Requests to release MPs for prosecution are usually sent to the lower house speaker’s office, and from there to the mandates and immunities committee.

A spokesman for parliamentary speaker Marketa Pekarova Adamova (TOP 09) said the request to lift Okamura’s immunity arrived via data box before 11:30, and would be forwarded to the relevant committee.

SPD placed billboards with controversial slogans on Wenceslas Square in the centre of Prague at the beginning of September last year, ahead of regional elections. One of the posters featured a dark-skinned man with a bloody knife and wearing a blood-stained shirt, along with the caption “The shortcomings in the healthcare system will not be solved by imported ‘surgeons'”.

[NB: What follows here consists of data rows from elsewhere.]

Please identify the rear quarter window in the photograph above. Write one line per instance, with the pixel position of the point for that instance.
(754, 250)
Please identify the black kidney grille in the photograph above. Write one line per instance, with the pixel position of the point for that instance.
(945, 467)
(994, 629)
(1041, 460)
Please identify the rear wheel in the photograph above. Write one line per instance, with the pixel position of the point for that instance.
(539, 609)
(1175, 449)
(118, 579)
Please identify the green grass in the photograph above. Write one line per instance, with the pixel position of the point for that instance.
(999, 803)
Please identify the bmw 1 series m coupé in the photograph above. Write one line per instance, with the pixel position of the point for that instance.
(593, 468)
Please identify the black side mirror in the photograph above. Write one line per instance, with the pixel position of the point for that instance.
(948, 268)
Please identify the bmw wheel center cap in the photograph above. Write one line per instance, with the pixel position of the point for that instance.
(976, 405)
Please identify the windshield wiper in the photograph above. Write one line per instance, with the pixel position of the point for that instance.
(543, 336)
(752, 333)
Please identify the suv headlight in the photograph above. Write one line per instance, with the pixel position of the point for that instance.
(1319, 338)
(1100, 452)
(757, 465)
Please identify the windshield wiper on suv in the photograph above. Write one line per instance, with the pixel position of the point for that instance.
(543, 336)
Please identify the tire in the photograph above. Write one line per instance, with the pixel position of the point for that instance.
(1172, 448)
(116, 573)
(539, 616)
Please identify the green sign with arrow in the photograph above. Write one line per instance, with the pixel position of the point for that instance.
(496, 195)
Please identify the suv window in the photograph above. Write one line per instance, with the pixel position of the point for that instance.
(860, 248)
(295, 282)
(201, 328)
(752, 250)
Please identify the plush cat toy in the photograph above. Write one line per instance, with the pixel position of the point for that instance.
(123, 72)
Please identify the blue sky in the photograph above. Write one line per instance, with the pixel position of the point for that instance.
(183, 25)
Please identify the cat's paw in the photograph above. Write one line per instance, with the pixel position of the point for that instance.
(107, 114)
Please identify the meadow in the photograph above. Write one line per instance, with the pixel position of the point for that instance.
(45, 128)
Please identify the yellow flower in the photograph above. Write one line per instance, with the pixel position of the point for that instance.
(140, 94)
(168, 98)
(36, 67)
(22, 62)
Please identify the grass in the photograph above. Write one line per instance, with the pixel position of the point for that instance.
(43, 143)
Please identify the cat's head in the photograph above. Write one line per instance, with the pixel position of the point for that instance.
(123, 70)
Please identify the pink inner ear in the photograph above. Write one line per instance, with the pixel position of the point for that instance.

Critics described the poster as racist, and said its aim was simply to spread unnecessary fear among the public. Criminal complaints have been filed in the case.

Writing on social media, Okamura described the campaign as “allegorical”, saying it was a reaction to government actions that would result in migrants entering the Czech Republic. He referred specifically to the approval of the European Union’s migration pact.

Police announced in mid-August that they had opened criminal proceedings over the poster, over possible incitement to hatred against a group of people.

Another SPD election poster of two Roma boys smoking a cigarette also triggered further criminal complaints. The image was created by artificial intelligence, with text reading: “They tell us to go to school, but my parents do not care…” and “Support only for the families where children are in school!”.

SPD’s election campaign was also taken up by the courts. Lawyer Pavla Krejci and other people she represents have been pleading with courts in various regions to protect the integrity of the campaign and to ban the use of both posters.

The regional courts did not accommodate the motions, and the Constitutional Court also declined to intervene, referring the critics of the SPD campaign to the Supreme Administrative Court.